キッドが5歩目を踏み出したときだった。 突然二人組がナイフを抜いた。 一気に襲い掛かろうと身構えた彼らの目の前でキッドが振り向く。

パン!

軽い音が響く。 二人組の頭が強く殴られたかのように揺れる。 キッドの両手には小さな拳銃。 発砲のタイミングは左右同時だ。ほのかに硝煙の匂いがする。

二人組はよろめき、後ろに倒れた。 ブローニング・ベビーから放たれた弾丸のしわざだ。 弾は頭蓋骨を貫通していた。 二人とも後頭部に開いた穴から脳漿を噴き出している。 額に開いた穴からはかすかに血が流れていた。 まだ生きている。

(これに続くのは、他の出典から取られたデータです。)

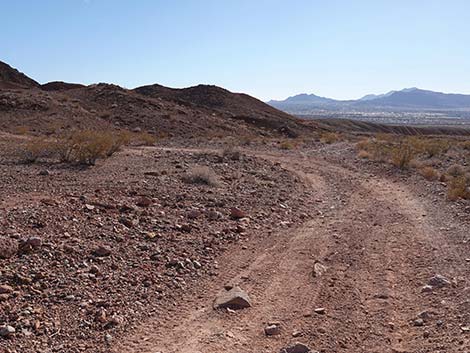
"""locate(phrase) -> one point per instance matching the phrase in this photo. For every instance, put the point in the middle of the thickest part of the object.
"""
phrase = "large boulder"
(234, 298)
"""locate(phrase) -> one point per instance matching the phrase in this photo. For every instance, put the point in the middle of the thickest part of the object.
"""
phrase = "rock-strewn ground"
(122, 240)
(334, 252)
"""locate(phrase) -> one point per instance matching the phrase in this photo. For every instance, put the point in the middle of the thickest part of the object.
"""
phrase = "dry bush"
(82, 147)
(455, 170)
(329, 137)
(382, 136)
(458, 189)
(402, 155)
(201, 176)
(378, 150)
(363, 154)
(434, 147)
(429, 173)
(87, 146)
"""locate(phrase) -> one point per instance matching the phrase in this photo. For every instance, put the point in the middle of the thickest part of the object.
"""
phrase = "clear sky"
(267, 48)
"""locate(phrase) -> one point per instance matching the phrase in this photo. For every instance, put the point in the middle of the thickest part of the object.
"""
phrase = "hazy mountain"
(406, 99)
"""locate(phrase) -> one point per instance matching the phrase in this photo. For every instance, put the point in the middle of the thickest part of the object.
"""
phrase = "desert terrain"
(234, 227)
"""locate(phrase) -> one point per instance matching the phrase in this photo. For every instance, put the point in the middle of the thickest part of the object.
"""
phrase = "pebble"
(7, 331)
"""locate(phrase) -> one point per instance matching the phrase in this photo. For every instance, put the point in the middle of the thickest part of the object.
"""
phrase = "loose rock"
(234, 298)
(296, 348)
(7, 331)
(438, 281)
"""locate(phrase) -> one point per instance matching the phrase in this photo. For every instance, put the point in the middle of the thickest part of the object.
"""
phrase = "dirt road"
(380, 242)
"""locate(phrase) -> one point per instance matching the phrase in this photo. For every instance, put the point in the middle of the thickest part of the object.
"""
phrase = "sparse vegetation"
(458, 188)
(429, 173)
(202, 176)
(455, 170)
(402, 155)
(79, 147)
(329, 137)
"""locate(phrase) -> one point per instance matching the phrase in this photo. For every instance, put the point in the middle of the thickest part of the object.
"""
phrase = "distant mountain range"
(408, 99)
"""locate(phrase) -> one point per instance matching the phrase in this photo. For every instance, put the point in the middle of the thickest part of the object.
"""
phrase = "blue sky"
(269, 49)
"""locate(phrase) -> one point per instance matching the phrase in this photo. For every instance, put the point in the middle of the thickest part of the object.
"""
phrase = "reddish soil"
(381, 235)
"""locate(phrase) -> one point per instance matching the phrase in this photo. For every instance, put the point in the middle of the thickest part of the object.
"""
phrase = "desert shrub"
(455, 170)
(434, 147)
(458, 188)
(232, 153)
(402, 155)
(363, 154)
(329, 137)
(87, 146)
(202, 176)
(377, 150)
(82, 147)
(385, 137)
(429, 173)
(144, 139)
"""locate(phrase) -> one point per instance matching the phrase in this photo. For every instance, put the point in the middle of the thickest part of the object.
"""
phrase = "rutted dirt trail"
(379, 244)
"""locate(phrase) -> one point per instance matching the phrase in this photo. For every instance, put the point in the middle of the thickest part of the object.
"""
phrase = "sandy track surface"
(380, 243)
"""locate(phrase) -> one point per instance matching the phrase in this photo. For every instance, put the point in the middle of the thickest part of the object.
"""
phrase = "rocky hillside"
(195, 111)
(11, 78)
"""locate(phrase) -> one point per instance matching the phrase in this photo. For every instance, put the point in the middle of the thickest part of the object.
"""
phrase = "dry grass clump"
(201, 176)
(402, 155)
(458, 189)
(455, 170)
(429, 173)
(377, 150)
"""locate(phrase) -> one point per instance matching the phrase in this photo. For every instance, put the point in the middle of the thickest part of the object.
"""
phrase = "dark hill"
(11, 78)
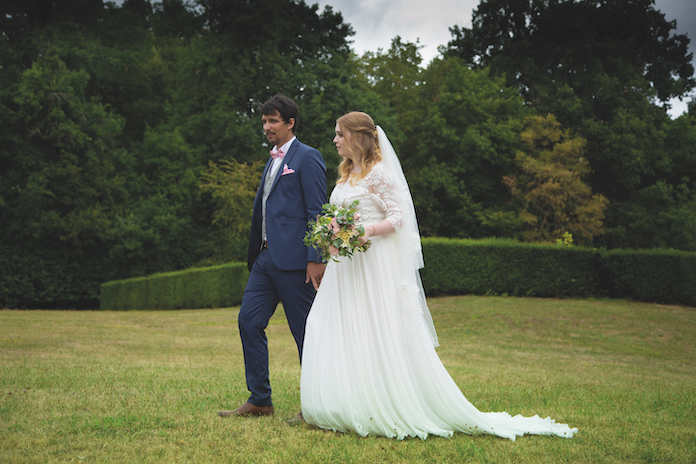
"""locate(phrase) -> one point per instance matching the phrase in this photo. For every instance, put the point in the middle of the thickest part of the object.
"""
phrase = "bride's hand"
(368, 233)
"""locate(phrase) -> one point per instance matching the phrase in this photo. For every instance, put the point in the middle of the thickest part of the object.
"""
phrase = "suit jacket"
(297, 196)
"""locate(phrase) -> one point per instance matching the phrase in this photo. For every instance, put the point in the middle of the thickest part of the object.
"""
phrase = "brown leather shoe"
(297, 420)
(248, 409)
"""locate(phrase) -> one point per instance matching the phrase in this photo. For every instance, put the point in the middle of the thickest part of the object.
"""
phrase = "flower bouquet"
(334, 233)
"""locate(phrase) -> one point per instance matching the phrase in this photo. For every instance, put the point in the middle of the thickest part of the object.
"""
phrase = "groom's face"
(278, 132)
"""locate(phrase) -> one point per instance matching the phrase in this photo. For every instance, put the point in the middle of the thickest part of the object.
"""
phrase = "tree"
(233, 188)
(459, 150)
(57, 187)
(605, 69)
(548, 188)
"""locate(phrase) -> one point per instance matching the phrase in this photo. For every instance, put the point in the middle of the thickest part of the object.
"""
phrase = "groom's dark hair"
(284, 106)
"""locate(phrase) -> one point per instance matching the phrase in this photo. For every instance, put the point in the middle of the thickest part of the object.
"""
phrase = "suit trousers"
(266, 287)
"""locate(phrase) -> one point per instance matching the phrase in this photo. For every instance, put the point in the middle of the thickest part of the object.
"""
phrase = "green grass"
(145, 386)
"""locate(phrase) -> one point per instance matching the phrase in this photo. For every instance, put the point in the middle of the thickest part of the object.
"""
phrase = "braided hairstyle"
(360, 134)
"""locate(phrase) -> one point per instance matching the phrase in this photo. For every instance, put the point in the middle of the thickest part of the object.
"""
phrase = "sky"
(377, 22)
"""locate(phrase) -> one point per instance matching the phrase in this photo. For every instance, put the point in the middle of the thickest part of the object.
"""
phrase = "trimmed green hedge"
(661, 276)
(499, 266)
(457, 267)
(207, 287)
(502, 266)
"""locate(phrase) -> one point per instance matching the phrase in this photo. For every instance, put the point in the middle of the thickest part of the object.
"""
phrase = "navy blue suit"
(278, 272)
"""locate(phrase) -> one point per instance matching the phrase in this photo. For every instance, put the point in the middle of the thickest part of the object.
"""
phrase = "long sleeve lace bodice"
(377, 195)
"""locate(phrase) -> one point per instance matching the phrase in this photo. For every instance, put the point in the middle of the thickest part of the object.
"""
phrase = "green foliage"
(665, 276)
(548, 188)
(109, 116)
(209, 287)
(505, 267)
(233, 187)
(458, 152)
(607, 75)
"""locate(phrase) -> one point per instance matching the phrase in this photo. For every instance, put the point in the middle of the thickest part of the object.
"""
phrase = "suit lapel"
(286, 160)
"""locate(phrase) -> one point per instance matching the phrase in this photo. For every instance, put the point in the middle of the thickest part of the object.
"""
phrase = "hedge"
(505, 267)
(207, 287)
(500, 266)
(457, 267)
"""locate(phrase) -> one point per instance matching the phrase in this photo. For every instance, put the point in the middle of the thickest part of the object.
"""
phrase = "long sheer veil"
(408, 237)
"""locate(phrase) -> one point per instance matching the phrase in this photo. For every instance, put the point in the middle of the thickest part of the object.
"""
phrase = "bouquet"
(334, 233)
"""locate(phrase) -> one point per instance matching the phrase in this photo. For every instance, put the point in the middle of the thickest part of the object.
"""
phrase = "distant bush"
(503, 266)
(662, 276)
(208, 287)
(457, 267)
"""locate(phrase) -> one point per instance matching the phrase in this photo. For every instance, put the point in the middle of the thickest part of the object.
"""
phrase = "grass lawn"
(144, 386)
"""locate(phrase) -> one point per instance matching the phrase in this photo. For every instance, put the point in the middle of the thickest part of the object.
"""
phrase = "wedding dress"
(369, 363)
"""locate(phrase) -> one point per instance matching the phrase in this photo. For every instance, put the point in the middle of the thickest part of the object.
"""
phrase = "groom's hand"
(315, 272)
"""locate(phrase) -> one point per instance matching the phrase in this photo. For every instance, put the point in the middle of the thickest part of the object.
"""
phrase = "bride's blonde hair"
(360, 134)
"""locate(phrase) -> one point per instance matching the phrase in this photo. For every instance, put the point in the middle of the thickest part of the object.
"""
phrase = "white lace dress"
(368, 364)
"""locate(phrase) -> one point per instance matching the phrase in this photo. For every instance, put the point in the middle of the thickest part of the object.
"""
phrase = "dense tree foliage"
(130, 139)
(604, 68)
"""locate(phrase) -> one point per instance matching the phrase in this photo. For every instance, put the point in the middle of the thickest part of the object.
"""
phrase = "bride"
(369, 363)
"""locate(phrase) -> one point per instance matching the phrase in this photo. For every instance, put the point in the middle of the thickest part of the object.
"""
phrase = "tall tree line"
(130, 138)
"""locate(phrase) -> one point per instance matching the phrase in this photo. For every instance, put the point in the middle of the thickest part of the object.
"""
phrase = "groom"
(282, 269)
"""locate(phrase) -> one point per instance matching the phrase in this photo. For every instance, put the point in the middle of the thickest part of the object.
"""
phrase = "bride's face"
(341, 141)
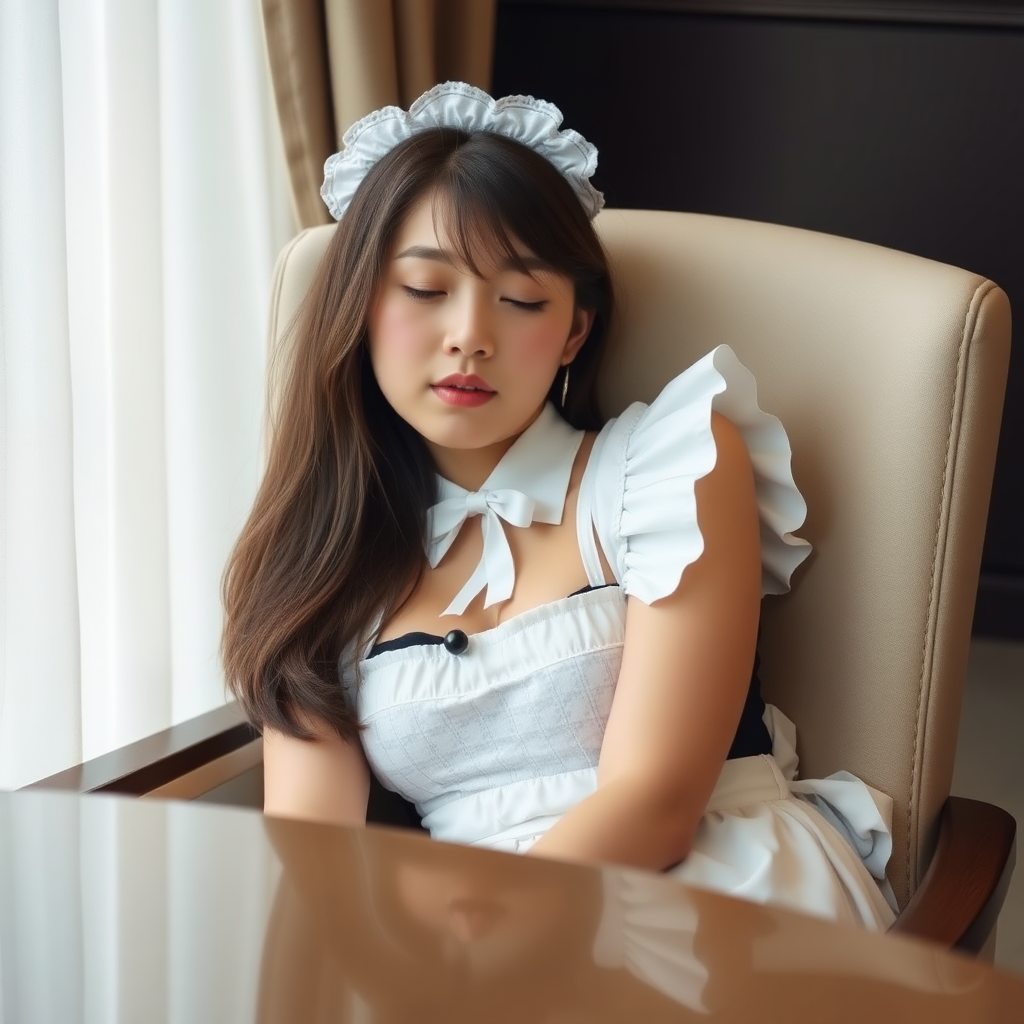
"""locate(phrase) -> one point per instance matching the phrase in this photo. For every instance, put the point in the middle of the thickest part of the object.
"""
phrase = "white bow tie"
(527, 485)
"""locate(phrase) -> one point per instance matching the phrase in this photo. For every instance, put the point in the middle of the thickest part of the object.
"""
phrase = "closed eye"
(535, 307)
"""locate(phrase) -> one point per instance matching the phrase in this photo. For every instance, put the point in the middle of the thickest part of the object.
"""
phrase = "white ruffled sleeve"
(649, 459)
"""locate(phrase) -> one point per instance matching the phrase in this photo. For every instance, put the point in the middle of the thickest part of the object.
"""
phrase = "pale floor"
(990, 764)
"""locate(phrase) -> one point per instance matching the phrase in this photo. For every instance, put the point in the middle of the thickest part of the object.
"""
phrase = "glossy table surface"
(115, 910)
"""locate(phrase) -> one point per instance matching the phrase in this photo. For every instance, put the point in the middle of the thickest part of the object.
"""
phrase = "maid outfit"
(494, 741)
(495, 736)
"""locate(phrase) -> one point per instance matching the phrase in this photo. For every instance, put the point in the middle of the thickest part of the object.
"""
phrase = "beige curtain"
(335, 60)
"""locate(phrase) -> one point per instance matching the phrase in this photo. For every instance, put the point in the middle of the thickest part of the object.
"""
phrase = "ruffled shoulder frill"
(647, 461)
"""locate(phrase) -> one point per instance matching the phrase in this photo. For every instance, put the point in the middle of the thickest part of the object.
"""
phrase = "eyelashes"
(427, 294)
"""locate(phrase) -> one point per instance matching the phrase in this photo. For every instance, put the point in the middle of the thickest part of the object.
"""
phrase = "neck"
(469, 468)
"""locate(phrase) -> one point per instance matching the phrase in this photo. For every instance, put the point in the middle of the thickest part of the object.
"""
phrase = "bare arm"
(686, 668)
(322, 779)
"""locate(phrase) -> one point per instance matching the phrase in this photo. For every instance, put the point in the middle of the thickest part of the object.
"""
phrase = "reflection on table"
(121, 910)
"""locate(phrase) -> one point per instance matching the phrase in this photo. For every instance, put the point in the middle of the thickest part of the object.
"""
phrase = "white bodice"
(495, 743)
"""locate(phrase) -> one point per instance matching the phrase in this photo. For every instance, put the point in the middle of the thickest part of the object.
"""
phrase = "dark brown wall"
(906, 134)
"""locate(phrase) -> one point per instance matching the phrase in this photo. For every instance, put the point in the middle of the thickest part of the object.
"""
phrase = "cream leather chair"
(888, 372)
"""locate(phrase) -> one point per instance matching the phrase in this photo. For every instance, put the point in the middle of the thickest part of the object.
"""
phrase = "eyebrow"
(445, 256)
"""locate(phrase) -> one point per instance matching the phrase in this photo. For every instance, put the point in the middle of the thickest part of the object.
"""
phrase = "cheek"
(396, 332)
(542, 342)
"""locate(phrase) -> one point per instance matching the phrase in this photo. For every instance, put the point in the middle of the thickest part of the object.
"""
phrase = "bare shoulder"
(325, 778)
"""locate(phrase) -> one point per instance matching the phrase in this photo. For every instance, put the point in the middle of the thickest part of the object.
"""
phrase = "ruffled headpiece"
(456, 104)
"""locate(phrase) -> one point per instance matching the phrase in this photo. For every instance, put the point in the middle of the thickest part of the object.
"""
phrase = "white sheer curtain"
(142, 201)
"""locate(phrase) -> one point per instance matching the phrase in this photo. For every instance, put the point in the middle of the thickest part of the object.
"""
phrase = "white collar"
(527, 485)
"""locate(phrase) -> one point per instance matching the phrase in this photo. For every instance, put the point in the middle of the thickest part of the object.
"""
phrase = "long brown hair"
(335, 538)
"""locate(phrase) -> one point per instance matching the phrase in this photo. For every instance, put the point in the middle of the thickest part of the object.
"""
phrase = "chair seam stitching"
(958, 382)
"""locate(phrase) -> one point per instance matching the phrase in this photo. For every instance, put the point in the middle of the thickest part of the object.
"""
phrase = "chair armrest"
(182, 761)
(960, 898)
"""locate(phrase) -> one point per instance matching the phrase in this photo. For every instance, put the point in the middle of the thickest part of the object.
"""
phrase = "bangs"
(476, 232)
(487, 211)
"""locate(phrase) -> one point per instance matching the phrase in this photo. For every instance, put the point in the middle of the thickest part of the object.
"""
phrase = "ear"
(583, 321)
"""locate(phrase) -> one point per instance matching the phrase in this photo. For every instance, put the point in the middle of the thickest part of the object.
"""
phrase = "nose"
(470, 332)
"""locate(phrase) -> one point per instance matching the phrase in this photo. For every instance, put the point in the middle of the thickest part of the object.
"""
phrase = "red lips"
(461, 380)
(460, 389)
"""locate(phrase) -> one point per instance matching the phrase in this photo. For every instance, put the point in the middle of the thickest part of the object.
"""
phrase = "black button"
(456, 642)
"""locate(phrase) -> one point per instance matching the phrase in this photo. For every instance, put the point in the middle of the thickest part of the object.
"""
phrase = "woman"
(546, 630)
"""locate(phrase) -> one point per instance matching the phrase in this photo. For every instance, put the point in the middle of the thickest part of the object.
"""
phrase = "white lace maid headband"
(456, 104)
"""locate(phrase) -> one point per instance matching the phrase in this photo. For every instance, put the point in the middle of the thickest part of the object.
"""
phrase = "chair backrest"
(888, 372)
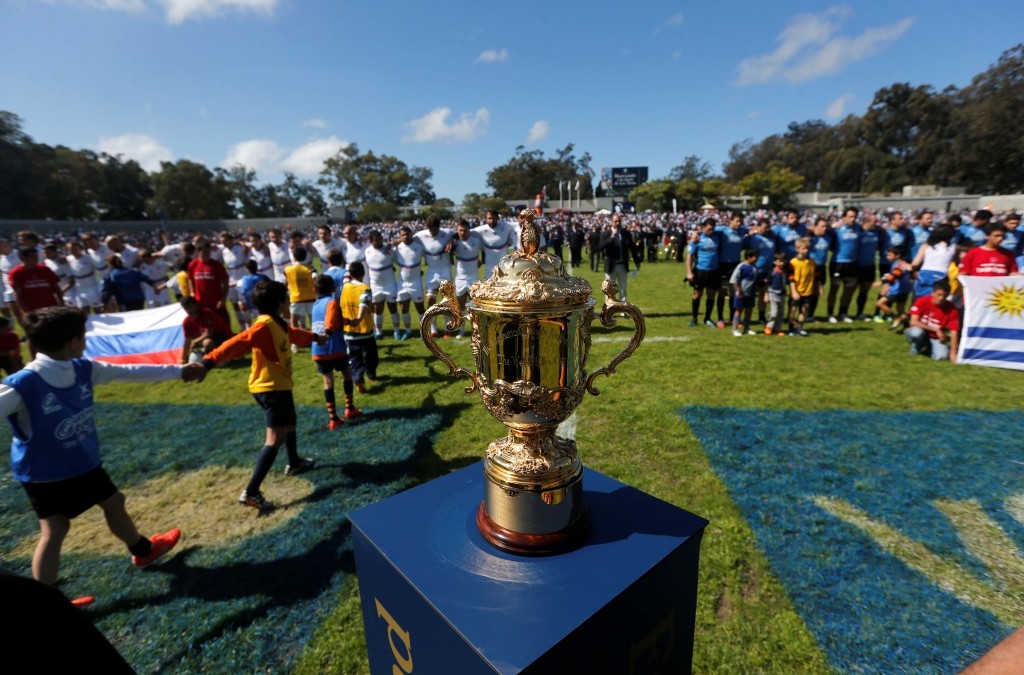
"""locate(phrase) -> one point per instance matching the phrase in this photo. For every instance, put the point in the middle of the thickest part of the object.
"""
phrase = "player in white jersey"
(233, 256)
(83, 270)
(58, 265)
(437, 244)
(380, 262)
(128, 253)
(409, 254)
(325, 244)
(261, 254)
(8, 260)
(466, 251)
(281, 257)
(98, 252)
(155, 268)
(499, 237)
(352, 247)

一人は目玉が飛び出しそうなくらいにまぶたを開き、口をあけている。 もう一人は軽く白目を向いたまま痙攣し始めた。 どちらかが脱糞でもしたのか、独特の臭気が漂う。 あたりに何とも言えない生臭さが満ちていった。 血と汚物の臭いだ。

その場面を盗み見ている人影が一人。 いつの間に現れたのか、改札側の曲がり角から通路の中をのぞいていた。 音もなく、人影は筒のようなものを口に当てる。 どうやら吹き矢のようだ。 狙い定める目標はキッドの左肩。 フッと息を吹き込めば、筒から針が飛ぶのだろう。 ただの針ではないのかもしれない。 たとえば毒針とか。

一方、キッドは若者たちが動けないことを確認し、銃を下ろした。 そのまま倒れた二人をしばし見つめる。 その横顔に向けて、物陰から吹き矢を構える人影。

フッ。

鋭く息が吹き込まれる。 光の矢のように針が飛ぶ。 そのとき、銃を下ろしていたキッドの左手が素早く上がった。

ピィンッ!

小さく金属音が響いて、弾かれた針が宙を舞う。 針がぶつかったものは拳銃、ブローニング・ベビーだ。 小さいけれど鉄の塊。吹き矢ごときに負けはしない。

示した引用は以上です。